The dancer was Simone Marcal (the "c" pronounced as "s") and the guitarist Josue Nunes. The choreography and stageing was by Tela Leao. I found it enthralling. The solo dancer took us through the centuries of Brazilian dance, changing costume on the stage, never losing our attention, occasionally calling out some words in Portuguese, holding a mimed dialogue with Josue the guitarist, who sat at the side of the stage performing with virtuosic skill, while Simone made breathtaking leaps, somersaults and thoughtful glissades, from time to time approaching the very edge of the stage and communicating with us the audience using her most expressive face!
Here a quote about the final section:
Etude no. 11 in E minor
This etude has a melodic line that sounds like the ritual dances of the Brazilian Indians during the Quarup ceremony honouring the dead. With this music we evoke and pay tribute to our own dead. The choreography ends with a reference to the first steps of The Rite of Spring by Igor Stravinsky, choreographed by Nijinsky, which opened in 1913, the same year that Villa-Lobos's compositions were published.
I found that neatly pleasing. I notice there will be another performance on 4 March quite near Lagos and am wondering if we could attend it...
The dancing reminded me a little of my former tenant, the dancer Eilit Marom, now teaching in Haifa, I believe; she developed her special style of movement, combining lithe gymnastic-like use of the body, built upon what is clearly a structure of classical ballet steps. A joy to watch.

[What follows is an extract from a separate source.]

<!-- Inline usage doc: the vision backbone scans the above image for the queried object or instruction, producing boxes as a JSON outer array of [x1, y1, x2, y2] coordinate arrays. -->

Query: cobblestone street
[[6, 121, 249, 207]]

Having spent several years (pre-teens) enthralled by ballet and a devotee of the English magazine Dance and Dancers, I still find it entrancing to watch dance that has developed out of classical ballet, adding other less rigid movement and sometimes voice, yet retaining the discipline of the plies and the petits-battements... (sorry about the missing accents...).

So here we are in a quiet corner of the Algarve, the pounding sea across the street, watching and listening to a performance that transported us to the far forests of Brazil, another culture and a new language of rhythm and movement .
Each morning as light gleams across the water I look out of my cabin porthole into the openness outside and if I could, I'd do a grand-jete (yes, accents missing!) off the boat, onto the bouncing pontoon and on and on...
It is a long time since I've done that!